Not long ago, Arizona joined the immigrant-bashing frenzy by adopting a law (signed by Janet Napolitano, soon to head up Homeland Security), that essentially requires all new hires to be vetted through the federal government's buggy E-Verify system to determine their eligibility to work in the United States. Employers who knowingly hire illegal workers can have their business licenses suspended on a first offense and permanently withdrawn on a second offense. The law made it more difficult for businesses to openly hire illegal immigrants, but it didn't eliminate the need for willing and able labor. Now, not too surprisingly, it turns out that employers and workers are resolving the conflict between the law and economic reality by going underground.
The Arizona Republic reports:
Blocked by the law from getting payroll jobs, many illegal immigrants instead are performing services or selling items on the side for cash.
Others have tried a different strategy: borrowing the identities of citizens or legal residents to land jobs with employers.
The maneuvers are allowing many undocumented families to remain in the United States despite heightened enforcement of immigration laws and a battered economy that has erased many jobs.
There are no studies that estimate how many illegal immigrants have turned to cash-only work to survive in Arizona. But economists say one of the results is that much of the money immigrants earn is going unreported and untaxed. That deprives the state of income-tax revenue even as tax revenue in Arizona is plummeting because of the faltering economy.

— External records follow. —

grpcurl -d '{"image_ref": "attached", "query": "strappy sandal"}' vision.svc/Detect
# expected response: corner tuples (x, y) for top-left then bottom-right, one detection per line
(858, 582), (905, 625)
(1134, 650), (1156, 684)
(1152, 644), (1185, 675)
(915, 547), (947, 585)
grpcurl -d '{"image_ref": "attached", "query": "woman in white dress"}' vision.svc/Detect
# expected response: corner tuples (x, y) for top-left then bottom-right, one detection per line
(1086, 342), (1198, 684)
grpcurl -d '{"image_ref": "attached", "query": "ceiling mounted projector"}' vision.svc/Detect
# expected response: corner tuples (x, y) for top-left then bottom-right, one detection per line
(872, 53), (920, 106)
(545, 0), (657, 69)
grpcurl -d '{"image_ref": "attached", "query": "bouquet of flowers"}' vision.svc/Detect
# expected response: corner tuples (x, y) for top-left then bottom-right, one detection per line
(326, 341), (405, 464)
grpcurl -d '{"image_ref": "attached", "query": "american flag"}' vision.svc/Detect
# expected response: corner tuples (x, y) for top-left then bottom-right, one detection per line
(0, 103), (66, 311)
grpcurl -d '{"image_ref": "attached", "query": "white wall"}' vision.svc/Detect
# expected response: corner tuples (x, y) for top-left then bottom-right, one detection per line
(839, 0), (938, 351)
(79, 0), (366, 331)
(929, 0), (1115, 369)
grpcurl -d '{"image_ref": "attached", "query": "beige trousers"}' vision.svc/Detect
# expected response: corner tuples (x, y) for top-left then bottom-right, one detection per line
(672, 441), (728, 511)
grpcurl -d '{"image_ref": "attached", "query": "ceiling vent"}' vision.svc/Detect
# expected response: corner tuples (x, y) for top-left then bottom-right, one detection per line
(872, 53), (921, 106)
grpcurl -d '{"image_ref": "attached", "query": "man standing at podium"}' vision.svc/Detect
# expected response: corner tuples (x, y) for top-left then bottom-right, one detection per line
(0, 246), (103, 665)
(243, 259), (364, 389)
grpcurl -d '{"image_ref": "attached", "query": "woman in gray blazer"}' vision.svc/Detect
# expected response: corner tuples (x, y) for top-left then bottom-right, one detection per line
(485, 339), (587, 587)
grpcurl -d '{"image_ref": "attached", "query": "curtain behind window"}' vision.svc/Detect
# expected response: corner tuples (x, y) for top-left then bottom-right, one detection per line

This should be a shock to exactly nobody. In many countries over the past few decades, the United States included, an increasing share of business activity has been taking place out of sight of government authorities. Why? Well, the reasons for this growth in underground activity aren't difficult to determine. In a presentation to the World Bank, No-Wook Park, a research fellow at the Korea Institute of Public Finance, explained the causes of the underground economy as:
Independently, Friedrich Schneider, a professor of economics at Johannes Kepler University of Linz, says (PDF), "The shadow economy includes all market-based legal production of goods and services that are deliberately concealed from public authorities for the following reasons:
Note that avoiding regulations features prominently among the causes set forth in both definitions of the underground (or shadow) economy. Arizona's employee verification and employer sanction regulations may be popular among crowd-pleasing politicians and nativist voters, but they have proven to be exactly the sort of burdensome rules that businesses and workers want to dodge.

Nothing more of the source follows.